Marques Mendes explica que para as pessoas perceberem se estão a pagar muitos impostos é preciso comparar a carga fiscal de um país com o nível de vida de um país. Portugal surge em sexto lugar com 122%, acima da média europeia que é 100%.

“Temos que analisar o esforço fiscal relativo de cada país. O esforço fiscal relativo é um indicador que mede a carga fiscal de cada país em comparação como seu nível de vida, medido pelo PIB per capita. Ora analisando o quadro europeu, o que temos? Primeiro: estamos 22% acima do esforço fiscal média da Europa a 28. O que significa que para o seu nível de vida os portugueses estão a fazer um esforço fiscal superior ao da média dos europeus. Segundo: só há 5 países em situação pior que a nossa (Croácia, Grécia, Bulgária, Hungria e Polónia). Ao contrário, 22 países estão melhor que nós. Terceiro: a Irlanda (que devia ser o nosso exemplo) tem um esforço fiscal muito aquém do da média europeia”, relatou Marques Mendes.

“Com o nosso nível de vida devíamos pagar menos impostos”, disse.

“Este brutal esforço fiscal é mau. Mau para o investimento que não sobe como devia subir; para a economia que não cresce como devia crescer; para as pessoas que se sentem a trabalhar mais para o Estado e menos para as suas poupanças”, defendeu o comentador que lança um repto à oposição de direita para fazer deste assunto um tema de campanha eleitoral.

Marques Mendes diz que este é um bom tema para os programas eleitorais do PSD e do CDS.
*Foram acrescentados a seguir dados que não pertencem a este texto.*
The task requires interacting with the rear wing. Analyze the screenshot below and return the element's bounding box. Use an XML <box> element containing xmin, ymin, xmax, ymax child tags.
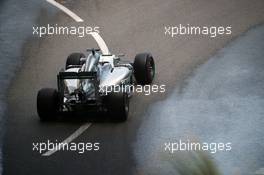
<box><xmin>57</xmin><ymin>72</ymin><xmax>97</xmax><ymax>80</ymax></box>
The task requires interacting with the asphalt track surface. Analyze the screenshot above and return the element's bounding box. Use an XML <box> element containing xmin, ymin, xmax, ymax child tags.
<box><xmin>3</xmin><ymin>0</ymin><xmax>264</xmax><ymax>175</ymax></box>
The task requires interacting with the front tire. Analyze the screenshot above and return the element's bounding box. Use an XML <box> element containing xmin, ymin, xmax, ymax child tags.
<box><xmin>107</xmin><ymin>92</ymin><xmax>129</xmax><ymax>122</ymax></box>
<box><xmin>133</xmin><ymin>53</ymin><xmax>155</xmax><ymax>85</ymax></box>
<box><xmin>65</xmin><ymin>53</ymin><xmax>85</xmax><ymax>70</ymax></box>
<box><xmin>37</xmin><ymin>88</ymin><xmax>59</xmax><ymax>120</ymax></box>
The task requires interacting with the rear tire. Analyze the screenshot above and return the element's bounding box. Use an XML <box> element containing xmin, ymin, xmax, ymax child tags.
<box><xmin>133</xmin><ymin>53</ymin><xmax>155</xmax><ymax>85</ymax></box>
<box><xmin>65</xmin><ymin>53</ymin><xmax>85</xmax><ymax>69</ymax></box>
<box><xmin>106</xmin><ymin>92</ymin><xmax>129</xmax><ymax>122</ymax></box>
<box><xmin>37</xmin><ymin>88</ymin><xmax>59</xmax><ymax>120</ymax></box>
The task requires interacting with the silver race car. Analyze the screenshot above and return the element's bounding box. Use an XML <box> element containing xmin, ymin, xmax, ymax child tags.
<box><xmin>37</xmin><ymin>33</ymin><xmax>155</xmax><ymax>121</ymax></box>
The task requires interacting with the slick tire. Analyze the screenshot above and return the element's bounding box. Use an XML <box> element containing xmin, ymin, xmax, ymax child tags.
<box><xmin>133</xmin><ymin>53</ymin><xmax>155</xmax><ymax>85</ymax></box>
<box><xmin>106</xmin><ymin>92</ymin><xmax>129</xmax><ymax>122</ymax></box>
<box><xmin>37</xmin><ymin>88</ymin><xmax>59</xmax><ymax>120</ymax></box>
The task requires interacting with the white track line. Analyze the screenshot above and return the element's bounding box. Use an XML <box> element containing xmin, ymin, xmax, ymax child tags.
<box><xmin>46</xmin><ymin>0</ymin><xmax>83</xmax><ymax>22</ymax></box>
<box><xmin>42</xmin><ymin>123</ymin><xmax>92</xmax><ymax>156</ymax></box>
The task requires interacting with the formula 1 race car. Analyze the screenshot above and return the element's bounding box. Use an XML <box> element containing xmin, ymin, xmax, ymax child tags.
<box><xmin>37</xmin><ymin>32</ymin><xmax>155</xmax><ymax>121</ymax></box>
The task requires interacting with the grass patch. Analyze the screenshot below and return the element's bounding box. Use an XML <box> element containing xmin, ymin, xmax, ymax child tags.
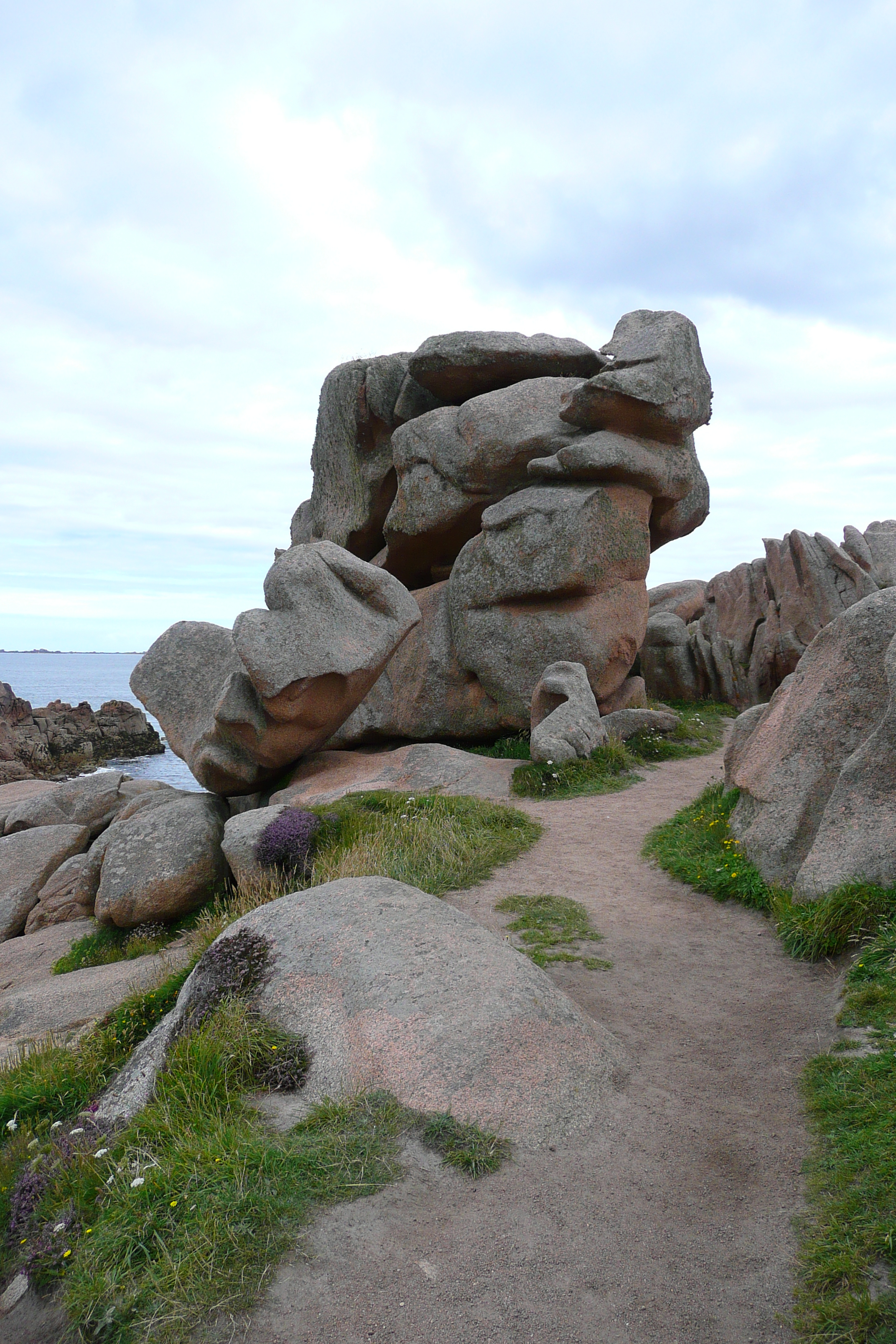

O INE divulgou ainda os dados do crescimento da economia no primeiro trimestre deste ano. “Aplica-se aqui na perfeição a história do “copo meio cheio” ou do “copo meio vazio”.  Para muitos, estes resultados são bons. É a teoria do “copo meio cheio”. E têm alguma razão: estes resultados foram melhores que os do último trimestre de 2018; e estamos a crescer (1,8%) acima da média da Zona Euro (1,2%) e acima da média da União Europeia (1,5%).
Mas, a teoria do copo meio vazio vê que estamos a crescer menos que os países da UE do nosso campeonato, designadamente os países de leste. Nos últimos anos Portugal foi ultrapassado por cinco países no ranking europeu”, alertou.

Estamos cada vez mais na cauda da Europa do Euro. Em 19 países da Zona Euro, estamos em 17º lugar. Atrás de nós só temos a Letónia e a Grécia. Não são grandes companhias. Segundo: nos últimos anos fomos ultrapassados por vários países – Eslovénia, Malta, Estónia, Eslováquia e Lituânia. Para além da República Checa, que não é da Zona Euro.

“Corremos o risco de, dentro de poucos anos, sermos ultrapassados pela Letónia e passarmos a ser, com a Grécia, o “carro vassoura” da Zona Euro. Uma carga fiscal mais baixa é um incentivo para a economia crescer mais e o investimento ser maior”, concluiu.